Just approaching the armory prior to the 6:30PM start was an indication that the event was going to be a zoo. With two lines snaking around the block in each direction from the Lexington Ave. entrance, it was apparent that sold out meant that there would be many, many people at the event. The premise was quite intriguing: the very best ethnic restaurants from around NYC as selected by Robert Sietsema and Sarah DiGregorio would all be in one place serving samples of their cooking along with various craft brews, beverages and alcohols to accompany the food. All told there were 56 restaurants representing 37 different cuisines. It sounded good to me, presenting the opportunity to sample a number of restaurants that I had heard good things about, but would be unlikely to get to on my own.

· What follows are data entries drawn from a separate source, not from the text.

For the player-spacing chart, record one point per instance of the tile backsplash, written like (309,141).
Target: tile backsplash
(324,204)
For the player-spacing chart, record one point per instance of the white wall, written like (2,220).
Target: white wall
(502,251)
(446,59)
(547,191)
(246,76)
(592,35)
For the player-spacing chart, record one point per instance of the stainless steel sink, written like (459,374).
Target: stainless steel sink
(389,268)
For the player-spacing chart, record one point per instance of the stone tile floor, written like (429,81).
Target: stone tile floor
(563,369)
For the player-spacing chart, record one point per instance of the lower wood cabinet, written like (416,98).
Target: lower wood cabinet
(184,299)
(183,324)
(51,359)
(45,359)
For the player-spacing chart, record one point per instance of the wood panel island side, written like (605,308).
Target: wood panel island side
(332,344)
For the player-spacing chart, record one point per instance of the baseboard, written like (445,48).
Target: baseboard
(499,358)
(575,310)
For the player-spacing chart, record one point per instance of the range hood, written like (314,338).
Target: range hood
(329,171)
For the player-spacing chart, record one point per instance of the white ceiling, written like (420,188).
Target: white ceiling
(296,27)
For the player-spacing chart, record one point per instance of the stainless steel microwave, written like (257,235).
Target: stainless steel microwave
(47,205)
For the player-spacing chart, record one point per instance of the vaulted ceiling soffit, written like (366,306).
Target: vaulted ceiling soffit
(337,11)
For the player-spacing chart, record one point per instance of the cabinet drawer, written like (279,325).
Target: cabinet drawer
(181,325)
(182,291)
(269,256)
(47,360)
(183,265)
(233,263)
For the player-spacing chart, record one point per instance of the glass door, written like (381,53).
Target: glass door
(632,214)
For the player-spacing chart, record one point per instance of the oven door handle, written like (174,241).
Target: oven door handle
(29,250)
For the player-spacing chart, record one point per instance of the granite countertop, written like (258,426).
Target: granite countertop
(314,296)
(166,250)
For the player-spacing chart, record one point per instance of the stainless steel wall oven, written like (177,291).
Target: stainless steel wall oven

So what was the problem? It wasn't that the food wasn't good. Much of it was, though certainly not all of it. For every item that I tried that was really good, there was at least another that I easily could have done without. The beverages were fine. Each food stand even had a suggested pairing to go with the food, though it was nearly impossible to find the beverage that was supposed to go with the food. The problem was that there was simply too many people and not enough food, at least at the more popular places. It was a zoo with long lines and crowded, cramped aisles. I simply couldn't get to some of the more popular spots before they ran out of food relatively early in the evening. Momofuku Milk Bar had already run completely out of food by the time I entered the event at 7PM despite the fact that they were serving nothing but dessert. I guess the majority of people attending follow the dictum of "eat dessert first!"
A sense of the crowd
Unfortunately I was unable to make it to Fette Sau or Braai in time before they ran out of food. Both enjoyed good reports from others, especially Fette Sau,the Brooklyn bbq specialists that some consider the best bbq in the city.